The novel posits that space around the Milky Way is divided into concentric layers called Zones, each being constrained by different laws of physics and each allowing for different degrees of biological and technological advancement. The innermost, the "Unthinking Depths", surrounds the galactic core and is incapable of supporting advanced life forms at all. The next layer, the "Slow Zone", is roughly equivalent to the real world in behavior and potential. Further out, the zone named the "Beyond" can support futuristic technologies such as AI and FTL travel. The outermost zone, the "Transcend", contains most of the galactic halo and is populated by incomprehensibly vast and powerful posthuman entities.

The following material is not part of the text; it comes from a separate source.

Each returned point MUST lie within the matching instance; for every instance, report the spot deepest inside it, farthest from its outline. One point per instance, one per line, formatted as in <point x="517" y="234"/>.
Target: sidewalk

We are on outside edge of Slow zone, but how could we imagine the universe differently with each theory? General Relativity is an exotic theory. It allows for time travel, FTL travel, and Closed Time like curves (CTCs). A universe with the full power of General Relativity would be an incredible one with god like entities. In terms of computation, depending on how we look at it, CTCs allow anything from solving PSPACE (already amazing) to All computational problems (well excepting decidability, it would not be a mystical hypercomputer, it can't in principle compute more than a Turing Machine). A universe of General Relativity would be like the "Transcend". Not only is AI possible, they would be god like intellects able to easily solve NP problems that we believe would take exponential time now.

On the other hand Quantum Computing would take us to the low to middle beyond - except no FTL (no FTL communication either contrary to common belief). We learn a lot about molecular dynamics, biology, materials etc. We end up being able to simulate and accelerate a great deal of science. But huge swathes of algorithms, including in AI, are left virtually untouched.

This is another thing we need a theory of quantum gravity for. Would it give us computers more powerful than general relativity or somewhere between QC and GR (my bet)? What are the most powerful computers we could possibly build? What zone of thought do we inhabit?